Last week, Microsoft reported MSN's December-quarter results, which were, in a word, weak. Advertising revenue rose a dismal 12% year-over-year, continuing the deceleration trend of the last few quarters (by comparison, Yahoo!'s growth was 39% and a poor showing for Google will be in the 100% range). Operating income dropped 55% to $58 million, as salesforce and developer headcount ramped. Any indication that this investment will ever pay off will have to wait for another quarter.
The key to MSN's recovery (and relevance) is search, and search revenue was awful. The company's display advertising revenue grew 20%, only half of Yahoo!'s growth rate but far better than MSN search, which apparently posted growth in the low single digits due to a 20% year-over-year drop in revenue per search. The company attributed this trend to the adCenter ramp-up (Overture's revenue per keyword is presumably higher than adCenter's) and weak performance from third-party partner sites.
The one important bright spot--and, considering the rest of the division's performance, it's a head-scratcher--is that search query growth was in the "low to mid double digits" (presumable translation: 20%-45%). This means that all is not lost. If the company can get its act together and stabilize revenue-per-search, query growth alone should produce nice revenue growth. Based on recent trends, however, this seems anything but a lay-up.
As argued here, MSN is, at best, competing with AOL for distant third place in the web wars. The December quarter results--combined with AOL's recent partnership with Google and broadband distribution deals--suggest that MSN is even losing ground in this race. Google, meanwhile, is so far ahead that it's not even visible over the horizon.
aside from not being in vogue, MSN Search is just plain awful to use.
You have a mish mash implementation within the MS family of sites and to top it off, MSN search is just plain ugly!
Goog is teh Pw3nz
Posted by: Lite | January 30, 2006 at 01:47 PM
Interesting that, given this, internally MSN is now seen as the Golden Child. What *that* means for MSFT in total is food for thought, no?
-- Stuart
Posted by: Stuart MacDonald | January 30, 2006 at 05:26 PM
advrtsng is a tough business. now bawmer givin' sh*t away...

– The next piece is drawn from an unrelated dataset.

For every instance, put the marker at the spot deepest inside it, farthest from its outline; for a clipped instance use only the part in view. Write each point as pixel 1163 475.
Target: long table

http://www.forbes.com/2006/02/15/microsoft-ballmer-msn-cx_po_0215autofacescan04.html?partner=yahootix
Posted by: flambeee | February 15, 2006 at 10:42 AM
Did anyone notice how microsoft is taking charge on two expanding markets ? Games - PS3 with its delayed launch will make it a Microsoft only game eventually or at least an even market. And Mobile man, they are taking it one by one.